It’s hard to ignore the UK’s rental market as we head towards autumn, which continues to run hot. According to HomeLet’s August Rental Index, the cost of renting a property has risen 1.4% in the last four weeks. UK tenants can now expect to pay an average of £1,261 per month.
When looking at the long-term picture, the cost to rent a UK property has risen by an astonishing 10% in the last year. Despite this figure, Zoopla claims renting has become cheaper than a monthly mortgage repayment for the first time in 13 years. This is due to high mortgage rates that have, hopefully, already peaked.
First-time buyers get a foot on the ladder
Despite renting potentially saving people money in the short term, the desire to own a property is still there. Zoopla also found first-time buyers make up a third of all property purchases. While mortgage rates have affected first-time buyer affordability, the Lloyds Banking Group has found some market factors are working in their favour.
Income to house price ratios favourable
Wages have grown approximately 7% in the last year, while property values have fallen slightly. This means the gap between house prices and incomes has narrowed. In fact, at a national level, the typical first-time buyer property price is cheaper in 2023 – 5.4 times average earnings now, which is down from 5.8 last year.

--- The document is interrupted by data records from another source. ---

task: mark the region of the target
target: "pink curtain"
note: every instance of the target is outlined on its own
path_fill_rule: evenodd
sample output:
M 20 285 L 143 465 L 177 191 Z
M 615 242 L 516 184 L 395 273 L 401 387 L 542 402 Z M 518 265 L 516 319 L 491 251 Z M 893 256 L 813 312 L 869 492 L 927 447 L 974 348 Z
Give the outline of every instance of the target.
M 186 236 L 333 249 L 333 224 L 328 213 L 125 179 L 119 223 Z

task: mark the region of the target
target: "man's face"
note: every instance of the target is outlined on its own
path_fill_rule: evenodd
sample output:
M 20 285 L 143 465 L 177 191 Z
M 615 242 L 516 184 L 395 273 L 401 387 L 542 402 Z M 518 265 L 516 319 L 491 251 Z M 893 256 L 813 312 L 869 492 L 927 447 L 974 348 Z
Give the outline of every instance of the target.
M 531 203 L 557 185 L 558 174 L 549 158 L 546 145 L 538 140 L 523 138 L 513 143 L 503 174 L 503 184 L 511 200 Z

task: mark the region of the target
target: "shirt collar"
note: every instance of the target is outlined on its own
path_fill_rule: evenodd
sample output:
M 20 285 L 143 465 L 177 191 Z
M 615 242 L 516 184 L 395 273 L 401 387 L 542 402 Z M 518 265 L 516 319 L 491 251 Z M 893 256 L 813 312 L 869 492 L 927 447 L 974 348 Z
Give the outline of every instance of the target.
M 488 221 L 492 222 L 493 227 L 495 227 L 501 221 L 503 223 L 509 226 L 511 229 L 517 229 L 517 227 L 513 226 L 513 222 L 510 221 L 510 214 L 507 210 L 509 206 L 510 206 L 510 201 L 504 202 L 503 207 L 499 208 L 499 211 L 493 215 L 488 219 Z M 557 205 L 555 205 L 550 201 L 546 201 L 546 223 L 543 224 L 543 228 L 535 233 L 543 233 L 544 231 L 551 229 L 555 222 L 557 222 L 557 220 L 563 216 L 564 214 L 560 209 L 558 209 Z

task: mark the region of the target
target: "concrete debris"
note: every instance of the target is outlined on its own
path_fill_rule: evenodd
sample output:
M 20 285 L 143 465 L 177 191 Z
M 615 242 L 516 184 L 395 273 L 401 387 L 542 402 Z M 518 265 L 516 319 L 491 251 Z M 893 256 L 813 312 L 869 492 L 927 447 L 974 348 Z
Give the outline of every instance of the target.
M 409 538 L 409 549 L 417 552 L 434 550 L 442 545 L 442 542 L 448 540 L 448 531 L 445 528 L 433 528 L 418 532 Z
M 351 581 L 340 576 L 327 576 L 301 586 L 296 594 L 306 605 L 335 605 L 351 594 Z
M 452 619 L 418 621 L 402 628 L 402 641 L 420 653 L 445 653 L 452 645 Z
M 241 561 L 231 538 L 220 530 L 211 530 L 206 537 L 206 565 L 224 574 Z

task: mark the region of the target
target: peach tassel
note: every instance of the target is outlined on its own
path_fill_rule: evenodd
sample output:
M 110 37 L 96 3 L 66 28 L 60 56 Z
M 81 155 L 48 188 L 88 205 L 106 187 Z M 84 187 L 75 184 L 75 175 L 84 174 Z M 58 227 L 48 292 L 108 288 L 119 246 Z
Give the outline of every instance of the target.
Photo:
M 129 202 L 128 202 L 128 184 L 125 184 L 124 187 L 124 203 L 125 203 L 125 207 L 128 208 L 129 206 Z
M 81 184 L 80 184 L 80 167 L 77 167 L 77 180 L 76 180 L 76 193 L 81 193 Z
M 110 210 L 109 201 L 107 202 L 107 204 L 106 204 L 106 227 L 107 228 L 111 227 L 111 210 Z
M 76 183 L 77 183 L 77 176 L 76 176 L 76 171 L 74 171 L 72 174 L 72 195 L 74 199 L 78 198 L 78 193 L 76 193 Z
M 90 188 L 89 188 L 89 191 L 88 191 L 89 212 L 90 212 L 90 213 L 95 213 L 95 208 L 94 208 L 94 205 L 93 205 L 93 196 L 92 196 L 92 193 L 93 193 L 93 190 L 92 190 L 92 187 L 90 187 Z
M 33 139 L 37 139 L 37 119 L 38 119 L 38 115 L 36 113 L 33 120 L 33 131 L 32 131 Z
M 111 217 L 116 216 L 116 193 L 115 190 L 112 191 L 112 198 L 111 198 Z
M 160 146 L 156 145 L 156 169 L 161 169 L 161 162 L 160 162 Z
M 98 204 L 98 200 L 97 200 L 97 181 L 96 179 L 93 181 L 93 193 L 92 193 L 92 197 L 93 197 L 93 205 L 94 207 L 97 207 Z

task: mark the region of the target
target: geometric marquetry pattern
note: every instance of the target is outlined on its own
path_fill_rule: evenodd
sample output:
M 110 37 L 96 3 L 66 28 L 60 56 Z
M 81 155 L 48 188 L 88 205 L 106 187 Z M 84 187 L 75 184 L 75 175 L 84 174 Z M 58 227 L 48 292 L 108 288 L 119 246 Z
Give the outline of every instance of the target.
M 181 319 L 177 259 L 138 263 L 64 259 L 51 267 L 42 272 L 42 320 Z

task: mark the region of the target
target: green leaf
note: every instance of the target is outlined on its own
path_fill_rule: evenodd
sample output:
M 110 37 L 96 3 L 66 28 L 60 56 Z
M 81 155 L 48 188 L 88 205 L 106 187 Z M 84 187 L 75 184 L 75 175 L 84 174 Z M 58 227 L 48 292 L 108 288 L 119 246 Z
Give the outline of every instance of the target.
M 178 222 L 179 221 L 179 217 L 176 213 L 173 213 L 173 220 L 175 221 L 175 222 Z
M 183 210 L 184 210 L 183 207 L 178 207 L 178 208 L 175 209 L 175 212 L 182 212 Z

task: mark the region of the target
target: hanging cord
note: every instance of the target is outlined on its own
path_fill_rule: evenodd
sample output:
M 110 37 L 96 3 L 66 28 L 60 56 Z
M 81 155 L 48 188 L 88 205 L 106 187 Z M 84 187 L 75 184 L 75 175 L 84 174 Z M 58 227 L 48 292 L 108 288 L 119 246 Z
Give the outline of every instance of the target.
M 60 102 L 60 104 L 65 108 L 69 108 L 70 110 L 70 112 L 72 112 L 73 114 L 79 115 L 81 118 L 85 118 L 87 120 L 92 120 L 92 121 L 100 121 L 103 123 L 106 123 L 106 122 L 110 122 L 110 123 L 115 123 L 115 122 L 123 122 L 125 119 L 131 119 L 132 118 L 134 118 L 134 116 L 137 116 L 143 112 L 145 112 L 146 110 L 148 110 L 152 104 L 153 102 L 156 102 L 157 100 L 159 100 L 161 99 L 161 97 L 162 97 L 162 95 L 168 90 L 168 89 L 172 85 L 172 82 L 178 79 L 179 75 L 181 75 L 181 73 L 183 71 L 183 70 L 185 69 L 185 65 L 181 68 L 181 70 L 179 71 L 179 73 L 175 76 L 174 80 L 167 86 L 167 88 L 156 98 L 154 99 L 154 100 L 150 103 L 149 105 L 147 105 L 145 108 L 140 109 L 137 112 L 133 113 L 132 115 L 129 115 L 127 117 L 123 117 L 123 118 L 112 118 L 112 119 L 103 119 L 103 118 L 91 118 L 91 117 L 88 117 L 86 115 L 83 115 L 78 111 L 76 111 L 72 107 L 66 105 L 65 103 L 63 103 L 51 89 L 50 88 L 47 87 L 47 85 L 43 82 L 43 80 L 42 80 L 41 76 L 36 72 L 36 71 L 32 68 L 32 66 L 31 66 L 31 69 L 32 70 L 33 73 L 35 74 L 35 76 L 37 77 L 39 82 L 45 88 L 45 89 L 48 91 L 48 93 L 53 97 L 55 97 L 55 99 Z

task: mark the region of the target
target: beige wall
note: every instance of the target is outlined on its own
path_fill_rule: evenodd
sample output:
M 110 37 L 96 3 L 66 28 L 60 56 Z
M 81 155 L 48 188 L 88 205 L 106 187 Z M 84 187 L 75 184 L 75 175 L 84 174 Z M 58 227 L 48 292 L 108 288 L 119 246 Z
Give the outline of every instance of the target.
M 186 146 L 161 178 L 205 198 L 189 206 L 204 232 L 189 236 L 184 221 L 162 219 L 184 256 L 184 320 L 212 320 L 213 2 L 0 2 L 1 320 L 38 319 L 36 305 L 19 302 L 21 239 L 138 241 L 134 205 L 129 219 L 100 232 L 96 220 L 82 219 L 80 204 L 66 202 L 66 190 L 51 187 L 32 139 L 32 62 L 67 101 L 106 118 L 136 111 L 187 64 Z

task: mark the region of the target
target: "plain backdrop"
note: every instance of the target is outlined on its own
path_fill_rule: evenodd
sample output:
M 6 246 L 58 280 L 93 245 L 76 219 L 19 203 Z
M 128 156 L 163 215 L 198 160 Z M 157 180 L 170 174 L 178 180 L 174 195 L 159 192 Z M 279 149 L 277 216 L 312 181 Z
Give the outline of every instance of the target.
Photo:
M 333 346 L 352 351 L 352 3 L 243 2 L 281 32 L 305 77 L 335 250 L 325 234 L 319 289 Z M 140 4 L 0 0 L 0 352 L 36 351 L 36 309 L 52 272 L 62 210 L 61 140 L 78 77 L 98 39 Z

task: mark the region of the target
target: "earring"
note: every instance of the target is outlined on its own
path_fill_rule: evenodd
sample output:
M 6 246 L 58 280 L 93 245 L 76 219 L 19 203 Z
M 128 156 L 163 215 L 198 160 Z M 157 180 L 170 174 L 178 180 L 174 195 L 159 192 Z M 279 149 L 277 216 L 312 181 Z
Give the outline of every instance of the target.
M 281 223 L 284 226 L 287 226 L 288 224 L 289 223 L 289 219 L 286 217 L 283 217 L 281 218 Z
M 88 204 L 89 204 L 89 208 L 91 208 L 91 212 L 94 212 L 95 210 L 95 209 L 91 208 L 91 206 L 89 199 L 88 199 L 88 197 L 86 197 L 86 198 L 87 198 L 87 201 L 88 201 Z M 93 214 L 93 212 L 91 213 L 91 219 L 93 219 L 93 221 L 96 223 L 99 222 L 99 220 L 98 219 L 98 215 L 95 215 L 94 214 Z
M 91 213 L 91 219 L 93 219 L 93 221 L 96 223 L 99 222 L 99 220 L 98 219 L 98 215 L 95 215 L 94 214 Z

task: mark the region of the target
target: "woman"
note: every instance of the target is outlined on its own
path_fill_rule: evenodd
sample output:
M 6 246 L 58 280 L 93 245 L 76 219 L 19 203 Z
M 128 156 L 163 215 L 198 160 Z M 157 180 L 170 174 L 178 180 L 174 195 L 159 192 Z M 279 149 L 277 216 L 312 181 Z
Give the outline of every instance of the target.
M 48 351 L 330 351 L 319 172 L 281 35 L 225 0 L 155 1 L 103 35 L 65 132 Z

Lloyds’ overview of the first-time buyer market also revealed 63% of first-time buyers are joint applicants able to call on more than one salary, enhancing affordability. The bank added that more than half are opting for 30-year mortgage terms for more affordable monthly repayments.
At the time of writing, analysts expected mortgage lenders to further reduce home loan rates. The move is designed to stimulate new mortgage applications after a quiet summer. Products where the rates are expected to reduce include fixed deals for new borrowers and those remortgaging.
We predict autumn will be the season that people focus on affordability, rather than postpone moves altogether. In addition to more palatable mortgage rates, adjusted asking prices should encourage buyers who had been previously put off purchasing.
Buyers should start noticing an affordability difference when looking at the portals. Rightmove’s latest analysis found the UK’s average asking price in August had dropped by £7,012 to £364,895. The reduction occurred at the same time as the average five-year fixed mortgage rate fell from 6.08% to 5.81%.
UK’s average sold house price below £260,000
Sold property values also continue to drift slowly downwards. The latest House Price Index from Nationwide revealed house prices for sold properties fell 0.8% during August, following a 0.3% reduction in July. The building society is quoting a new UK house price average of £259,153.
While sellers may have to adjust their expectations slightly when selling this autumn, much can be done to affect the saleability of properties. When Rightmove asked homeowners if they think it’s worth paying more for an energy-efficient home, only 6% disagreed. This statistic was followed by the portal’s Greener Homes Report 2023.
Energy efficient homes more valuable
Within the report were details of how much an improved EPC rating can lift a home’s value. To express this in monetary terms, Rightmove analysed the EPC ratings and asking prices of 300,000 properties that have sold twice in the last 15 years.
Based on its analysis, homes where the EPC rating has been increased from a D to C could see an increase in value of £11,157. Properties where the EPC rose from a F to a C rating could see £56,000 of value added. This data set confirms that a ‘green premium’ is a real phenomenon in property.